Stocks Close Higher on Fiscal Cliff Optimism

After Senate Majority Leader Harry Reid’s Tuesday remarks concerning lack of progress in fiscal cliff talks caused the market to slump, it rebounded Wednesday when House Speaker John Boehner told reporters he was optimistic a deal would be reached before the Dec. 31 deadline. The Dow Jones industrial average closed up nearly 107 points at 12,985.11 after being down as much as 112 points in early Wednesday trading. Likewise, the Standard and Poor’s 500 was up 10.99 points and the Nasdaq composite rose 23.99 points.

The nation has been on pins and needles since the Nov. 6 election, concerned the US will go over the “fiscal cliff” and send the economy back into recession.

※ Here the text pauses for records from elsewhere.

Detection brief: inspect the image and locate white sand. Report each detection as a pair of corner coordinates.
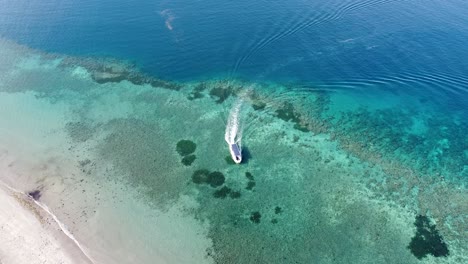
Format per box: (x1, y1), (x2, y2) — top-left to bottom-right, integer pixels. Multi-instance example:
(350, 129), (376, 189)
(0, 183), (93, 264)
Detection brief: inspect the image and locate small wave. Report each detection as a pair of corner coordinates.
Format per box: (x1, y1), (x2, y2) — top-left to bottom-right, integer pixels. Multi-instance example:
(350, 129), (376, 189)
(231, 0), (399, 74)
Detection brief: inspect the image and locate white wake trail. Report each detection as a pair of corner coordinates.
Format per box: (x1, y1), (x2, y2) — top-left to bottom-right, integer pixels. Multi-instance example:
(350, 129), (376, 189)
(225, 98), (243, 146)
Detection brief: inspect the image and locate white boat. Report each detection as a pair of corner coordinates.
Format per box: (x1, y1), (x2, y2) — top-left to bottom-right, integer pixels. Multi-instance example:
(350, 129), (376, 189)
(229, 143), (242, 164)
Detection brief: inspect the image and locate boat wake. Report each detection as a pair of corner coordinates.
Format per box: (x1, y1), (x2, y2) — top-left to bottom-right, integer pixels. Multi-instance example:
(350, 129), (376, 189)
(225, 98), (244, 164)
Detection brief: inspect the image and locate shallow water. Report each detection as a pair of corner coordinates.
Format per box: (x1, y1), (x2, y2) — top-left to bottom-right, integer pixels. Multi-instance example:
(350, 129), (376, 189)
(0, 0), (467, 263)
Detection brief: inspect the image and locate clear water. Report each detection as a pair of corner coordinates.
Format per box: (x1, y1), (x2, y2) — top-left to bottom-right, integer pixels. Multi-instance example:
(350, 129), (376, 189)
(0, 0), (467, 263)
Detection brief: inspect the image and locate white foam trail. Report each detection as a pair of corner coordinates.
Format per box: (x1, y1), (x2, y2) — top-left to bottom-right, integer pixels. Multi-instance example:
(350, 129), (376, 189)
(0, 181), (96, 264)
(225, 98), (243, 146)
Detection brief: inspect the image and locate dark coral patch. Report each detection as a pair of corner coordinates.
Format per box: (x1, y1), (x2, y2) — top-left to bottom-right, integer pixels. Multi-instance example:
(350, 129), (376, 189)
(246, 181), (256, 191)
(192, 169), (211, 184)
(408, 215), (449, 259)
(274, 206), (282, 214)
(245, 172), (256, 190)
(275, 102), (310, 132)
(149, 79), (182, 91)
(176, 140), (197, 156)
(181, 155), (196, 166)
(208, 172), (225, 187)
(213, 186), (232, 199)
(209, 87), (232, 104)
(188, 83), (207, 100)
(275, 102), (300, 123)
(293, 123), (310, 132)
(192, 170), (225, 188)
(250, 211), (261, 224)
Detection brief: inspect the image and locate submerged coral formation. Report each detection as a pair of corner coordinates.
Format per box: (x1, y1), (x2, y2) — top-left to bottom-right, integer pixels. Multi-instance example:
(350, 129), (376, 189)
(176, 140), (197, 156)
(245, 172), (256, 191)
(207, 172), (226, 188)
(188, 83), (207, 100)
(209, 86), (233, 104)
(181, 154), (196, 166)
(192, 170), (225, 188)
(60, 56), (182, 90)
(192, 169), (211, 184)
(408, 215), (449, 259)
(249, 211), (261, 224)
(213, 186), (232, 199)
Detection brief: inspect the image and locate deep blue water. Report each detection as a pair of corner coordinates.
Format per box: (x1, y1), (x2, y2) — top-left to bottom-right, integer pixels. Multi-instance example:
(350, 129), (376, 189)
(1, 0), (468, 112)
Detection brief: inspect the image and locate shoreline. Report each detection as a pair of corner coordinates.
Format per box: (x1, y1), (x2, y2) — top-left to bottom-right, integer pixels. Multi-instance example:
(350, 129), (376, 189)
(0, 182), (93, 264)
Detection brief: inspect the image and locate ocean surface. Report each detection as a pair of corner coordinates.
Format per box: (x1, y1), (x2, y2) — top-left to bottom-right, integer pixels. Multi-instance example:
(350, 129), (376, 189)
(0, 0), (467, 263)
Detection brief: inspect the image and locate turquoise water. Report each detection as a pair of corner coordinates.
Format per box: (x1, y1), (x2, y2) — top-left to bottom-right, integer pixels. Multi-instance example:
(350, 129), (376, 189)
(0, 0), (467, 263)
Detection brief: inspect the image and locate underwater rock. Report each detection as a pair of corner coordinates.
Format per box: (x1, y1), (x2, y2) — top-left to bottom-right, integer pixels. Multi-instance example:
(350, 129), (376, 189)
(408, 215), (449, 259)
(181, 154), (196, 166)
(250, 211), (261, 224)
(27, 190), (41, 200)
(176, 140), (197, 156)
(245, 172), (254, 180)
(213, 186), (232, 199)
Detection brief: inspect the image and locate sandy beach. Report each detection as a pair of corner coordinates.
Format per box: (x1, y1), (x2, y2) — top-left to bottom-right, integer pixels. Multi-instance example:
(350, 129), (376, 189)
(0, 183), (93, 264)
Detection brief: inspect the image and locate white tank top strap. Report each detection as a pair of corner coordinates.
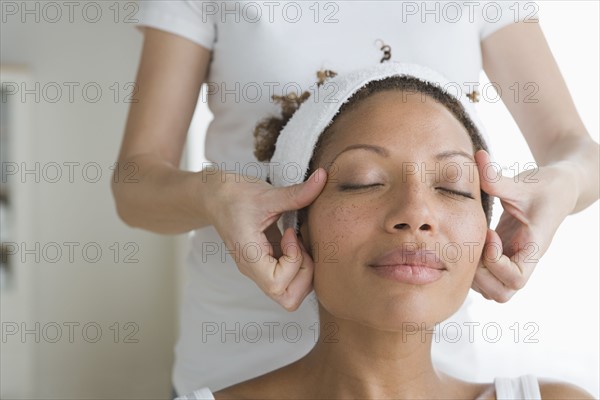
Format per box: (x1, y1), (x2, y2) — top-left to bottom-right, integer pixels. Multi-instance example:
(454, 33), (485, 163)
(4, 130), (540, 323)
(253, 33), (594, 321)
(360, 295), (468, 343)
(175, 387), (215, 400)
(494, 374), (541, 399)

If Congress cannot reach a budget resolution huge tax increases and spending cuts will go into effect Jan. 1.

“I don’t think anybody in Washington is going to do something so draconian or so negative, that we’re going to trigger a recession,” Piper Jaffray market strategist Craig Johnson told the Associated Press.

The market has felt the pressure as uncertainty about possible increases to capital gains taxes has prompted investors to sell their stocks. In fact, many companies have paid special year-end dividends or moved up their quarterly payments so investors can avoid paying higher taxes on the dividends that will take effect in 2013 without a Washington compromise on taxes and spending. The payouts have impacted shares.

Costco, for example, saw its stock increase by $6.07 to $102.58 after the company announced a special dividend of $7 a share to be paid in December, in addition to the regular quarterly dividend. Likewise, shares of casino operator Las Vegas Sands Corp. rose 5.3 percent after the company announced plans to distribute more than $2 billion to shareholders before year’s end.

“That’s what Wall Street is focused on,” Schaeffer’s Investment Research analyst Ryan Detrick told the Associated Press. “Everybody is watching to fiscal cliff.”

President Barack Obama, however, says he believe the parties will come together to create a “framework” for debt reduction before Christmas. He is seeking $1 trillion in new revenue, and dismisses Republican opinion that limiting tax deductions and loopholes will be sufficient. Still, according to parties who have attended the White House meetings, Obama is confident a marginal rate increase will pass, even if the income cut-off rises from his proposed $250,000 to $500,000.

“I’m asking Congress to listen to the people who sent us here to serve,” Obama said in a Wednesday press conference. “I’m asking Americans all across the country to make your voice heard. It’s too important for Washington to screw this up.

“There’s an imminent amount of good logic and sense in preserving the current tax rates for 98 percent of Americans for a lot of reasons. One of which is the gross domestic product dependent on consumer spending,” Obama continued. “We need to separate the tax rates for the top 2 percent as an issue from the tax rates of everybody else. That’s so-called decoupling is really important and it’s something that i think the Republican Party increasingly sees as necessary for its own image.”